As the fallout from the Facebook data breach continues to rumble on, perhaps we should all be doing a bit of navel gazing – not just the big three tech companies, but all of us who benefit from the opportunities provided by the internet, whether as individuals or businesses.
Until now, digital ethics has been a niche subject at best – mention Corporate Digital Responsibility (CDR) and you can be fairly confident that the response will be confused expressions all round. All that could be about to change, and not just because of GDPR. Yes, the focus on getting data protection right to protect individuals’ privacy has been put into sharp relief thanks to GDPR. But what of the broader legal, social and ethical issues surrounding the technology that’s become so deeply enmeshed in our lives?
It’s not just me who’s been wondering: in January 2018, the UK government announced that it would be working to produce a Digital Charter, governed by six principles:
- - The internet should be free, open and accessible
- - People should understand the rules that apply to them when they are online
- - Personal data should be respected and used appropriately
- - Protections should be in place to help keep people safe online, especially children
- - The same rights that people have offline must be protected online
- - The social and economic benefits brought by new technologies should be fairly shared
Its purpose? The government says: “We want to make the UK both the safest place to be online and the best place to start and grow a digital business. We are determined that the UK should lead the world in innovation-friendly regulation that encourages the tech sector and provides stability for businesses. Through this we can increase public confidence and trust in new technologies, and create the best possible basis on which the digital economy can thrive”.
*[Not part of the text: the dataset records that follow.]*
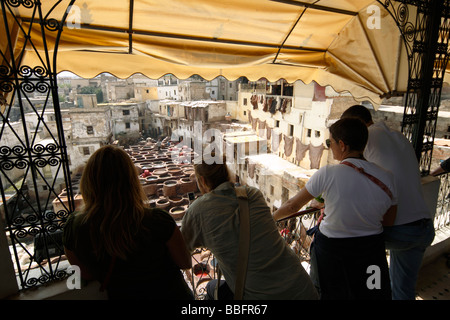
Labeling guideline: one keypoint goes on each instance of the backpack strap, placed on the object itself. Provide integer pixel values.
(372, 178)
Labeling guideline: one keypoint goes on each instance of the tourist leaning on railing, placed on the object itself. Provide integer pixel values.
(348, 245)
(213, 221)
(135, 252)
(413, 230)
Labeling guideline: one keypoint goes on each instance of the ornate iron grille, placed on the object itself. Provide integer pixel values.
(425, 33)
(33, 158)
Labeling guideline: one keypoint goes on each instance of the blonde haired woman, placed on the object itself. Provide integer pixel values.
(135, 252)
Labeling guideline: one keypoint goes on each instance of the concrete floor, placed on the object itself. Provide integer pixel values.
(433, 282)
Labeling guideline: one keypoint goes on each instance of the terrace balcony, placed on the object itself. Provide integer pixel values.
(433, 283)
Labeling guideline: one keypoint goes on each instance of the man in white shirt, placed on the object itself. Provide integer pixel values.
(413, 230)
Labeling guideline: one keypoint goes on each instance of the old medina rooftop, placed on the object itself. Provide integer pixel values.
(167, 178)
(330, 42)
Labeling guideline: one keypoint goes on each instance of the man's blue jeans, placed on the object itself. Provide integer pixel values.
(406, 245)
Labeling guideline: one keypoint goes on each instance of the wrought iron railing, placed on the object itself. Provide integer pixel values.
(442, 216)
(293, 229)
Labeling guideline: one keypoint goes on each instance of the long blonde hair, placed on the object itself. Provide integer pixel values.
(114, 201)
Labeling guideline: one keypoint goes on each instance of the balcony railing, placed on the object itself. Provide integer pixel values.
(442, 216)
(293, 229)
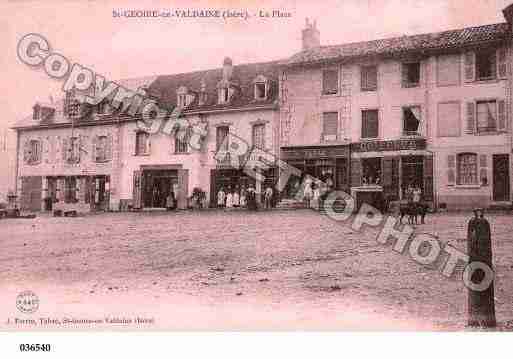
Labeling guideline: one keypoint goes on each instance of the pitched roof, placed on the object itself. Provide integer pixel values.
(58, 118)
(444, 40)
(165, 86)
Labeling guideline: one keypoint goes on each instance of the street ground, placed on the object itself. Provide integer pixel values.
(217, 270)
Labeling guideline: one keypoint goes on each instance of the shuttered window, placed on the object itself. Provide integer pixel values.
(141, 143)
(330, 82)
(370, 124)
(486, 66)
(449, 121)
(258, 136)
(369, 78)
(221, 138)
(486, 116)
(448, 70)
(411, 74)
(467, 169)
(329, 126)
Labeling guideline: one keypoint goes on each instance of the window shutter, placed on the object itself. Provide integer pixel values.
(470, 69)
(93, 148)
(451, 170)
(81, 183)
(61, 188)
(65, 149)
(502, 66)
(330, 123)
(483, 172)
(404, 75)
(502, 115)
(108, 148)
(26, 151)
(471, 117)
(356, 172)
(428, 178)
(387, 171)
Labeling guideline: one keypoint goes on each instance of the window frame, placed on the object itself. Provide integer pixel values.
(38, 146)
(147, 143)
(219, 144)
(70, 192)
(102, 146)
(323, 134)
(363, 68)
(182, 144)
(324, 91)
(493, 65)
(408, 84)
(404, 133)
(73, 149)
(362, 124)
(476, 125)
(261, 83)
(459, 120)
(475, 179)
(254, 127)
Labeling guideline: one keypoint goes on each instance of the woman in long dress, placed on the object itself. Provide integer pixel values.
(236, 199)
(229, 200)
(221, 197)
(243, 197)
(308, 193)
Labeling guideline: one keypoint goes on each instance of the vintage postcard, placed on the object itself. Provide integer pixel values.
(266, 165)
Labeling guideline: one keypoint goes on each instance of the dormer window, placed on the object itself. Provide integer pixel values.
(37, 113)
(260, 91)
(202, 98)
(261, 88)
(224, 95)
(182, 100)
(182, 96)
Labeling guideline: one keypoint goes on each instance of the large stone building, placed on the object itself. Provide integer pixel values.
(427, 110)
(103, 161)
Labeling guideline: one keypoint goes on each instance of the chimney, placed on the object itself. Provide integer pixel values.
(311, 36)
(227, 68)
(508, 15)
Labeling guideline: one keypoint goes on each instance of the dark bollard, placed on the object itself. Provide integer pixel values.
(481, 302)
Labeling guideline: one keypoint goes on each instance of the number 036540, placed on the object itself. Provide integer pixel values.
(35, 347)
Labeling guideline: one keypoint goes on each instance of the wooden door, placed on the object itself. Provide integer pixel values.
(31, 193)
(501, 186)
(183, 188)
(137, 189)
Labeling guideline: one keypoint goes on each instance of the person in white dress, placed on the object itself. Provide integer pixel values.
(308, 192)
(236, 198)
(221, 197)
(229, 200)
(243, 197)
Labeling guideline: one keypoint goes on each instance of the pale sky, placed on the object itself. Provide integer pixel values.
(87, 33)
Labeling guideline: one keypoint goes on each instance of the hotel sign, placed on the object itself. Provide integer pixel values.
(392, 145)
(314, 153)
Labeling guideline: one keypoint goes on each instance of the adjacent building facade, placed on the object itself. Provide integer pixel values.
(104, 161)
(429, 111)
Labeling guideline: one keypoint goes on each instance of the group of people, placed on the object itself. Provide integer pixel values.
(245, 198)
(413, 194)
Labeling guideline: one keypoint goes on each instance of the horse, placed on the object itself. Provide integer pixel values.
(413, 210)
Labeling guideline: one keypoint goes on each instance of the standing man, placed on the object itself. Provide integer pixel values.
(268, 196)
(481, 301)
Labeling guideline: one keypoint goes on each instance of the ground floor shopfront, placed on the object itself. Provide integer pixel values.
(373, 172)
(474, 176)
(328, 163)
(153, 184)
(82, 192)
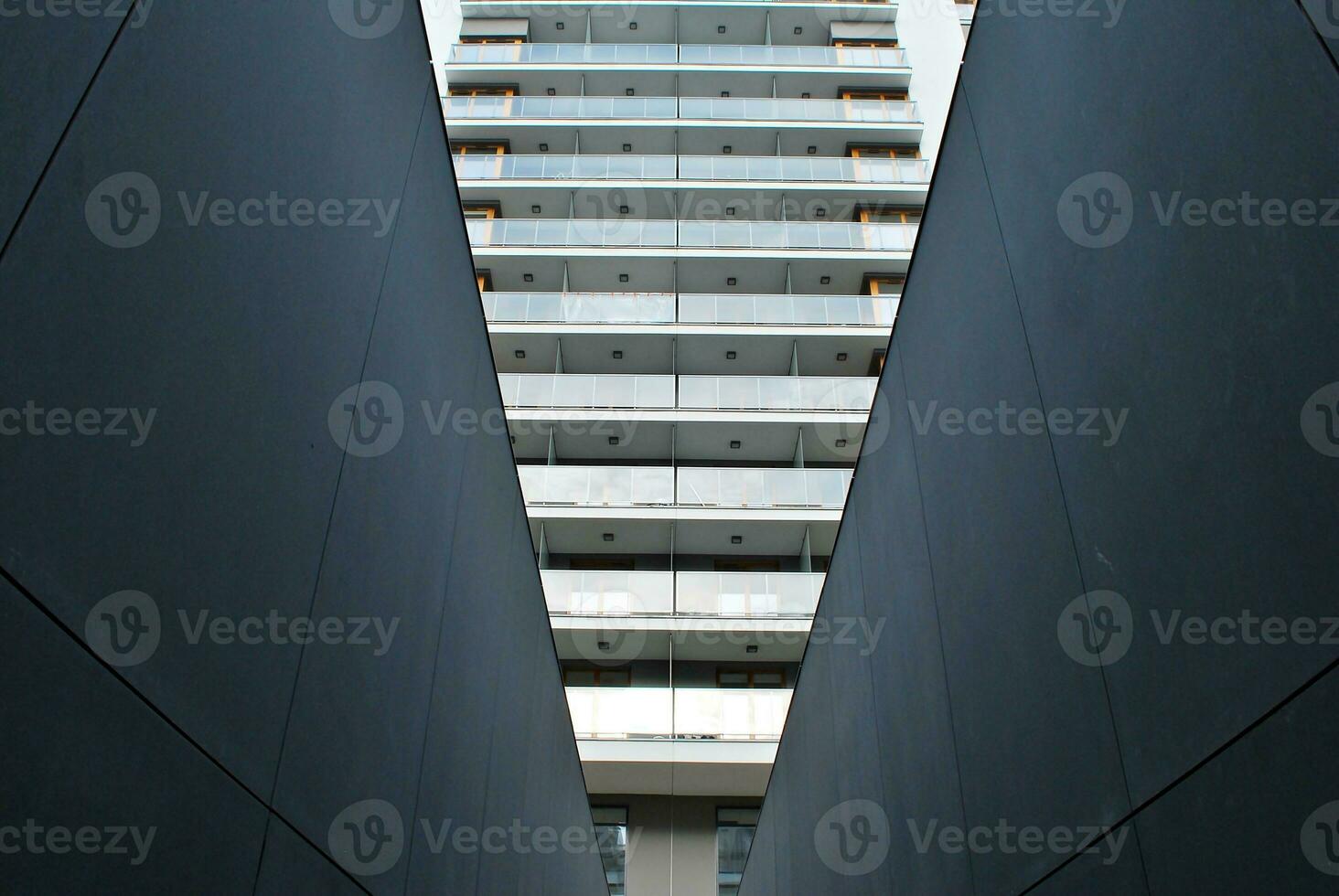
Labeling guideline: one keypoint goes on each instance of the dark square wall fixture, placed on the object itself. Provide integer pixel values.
(1102, 602)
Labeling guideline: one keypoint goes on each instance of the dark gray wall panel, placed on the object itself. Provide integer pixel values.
(242, 501)
(1211, 337)
(1034, 746)
(46, 65)
(1238, 823)
(1209, 503)
(236, 335)
(80, 751)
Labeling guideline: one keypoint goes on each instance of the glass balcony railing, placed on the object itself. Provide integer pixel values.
(629, 233)
(805, 169)
(694, 308)
(769, 487)
(797, 235)
(565, 167)
(567, 54)
(719, 110)
(777, 392)
(657, 391)
(694, 593)
(747, 593)
(588, 390)
(664, 107)
(787, 310)
(793, 55)
(580, 307)
(639, 713)
(606, 593)
(608, 486)
(753, 109)
(583, 54)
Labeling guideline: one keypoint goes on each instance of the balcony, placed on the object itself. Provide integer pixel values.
(739, 595)
(654, 486)
(626, 713)
(628, 233)
(714, 109)
(639, 55)
(605, 391)
(764, 489)
(657, 391)
(777, 392)
(580, 307)
(597, 486)
(692, 308)
(793, 169)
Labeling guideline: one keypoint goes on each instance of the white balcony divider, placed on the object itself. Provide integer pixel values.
(580, 307)
(608, 592)
(567, 167)
(782, 310)
(747, 593)
(777, 392)
(622, 711)
(727, 714)
(730, 714)
(597, 486)
(697, 235)
(762, 487)
(719, 110)
(588, 390)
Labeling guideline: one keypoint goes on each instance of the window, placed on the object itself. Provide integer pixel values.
(885, 94)
(481, 210)
(750, 677)
(888, 215)
(883, 284)
(735, 829)
(611, 832)
(597, 677)
(885, 150)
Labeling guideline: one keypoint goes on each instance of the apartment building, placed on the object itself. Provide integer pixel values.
(690, 221)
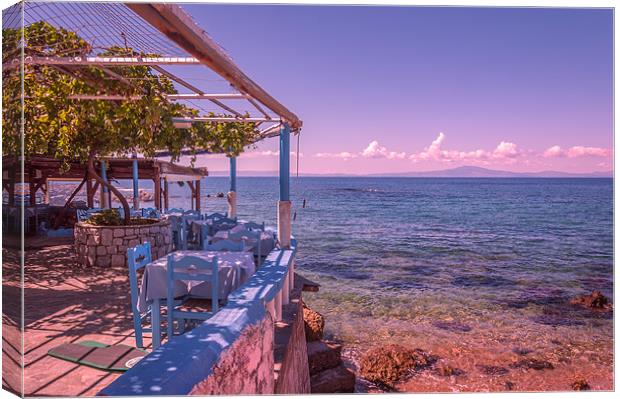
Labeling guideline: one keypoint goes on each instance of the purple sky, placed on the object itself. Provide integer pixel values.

As the Cambridge Analytica scenario has shown, self-regulation, in many cases, is about as useful as no regulation. While it’s stated that the new Digital Charter will have some flexibility built into it as “a rolling programme of work to agree norms and rules for the online world and put them into practice,” it would be sensible to assume that legal changes are one the way. Although “shifting expectations of behaviour” has a role here (play nicely!), the government is clear in stating that, in some cases, “we will need to agree new standards; and in others we may need to update our laws and regulations. Our starting point will be that we will have the same rights and expect the same behaviour online as we do offline”.
If all that sounds a bit like a stern headteacher, we can probably assume that, longer term, the worst offenders will be asked to stay back for detention.
We’ll be taking a closer look at digital ethics and where the Digital Charter could take us over the coming weeks – as well as examining the thorny issues you should be thinking about as an organisation right now. Hold on, it could be a bumpy ride!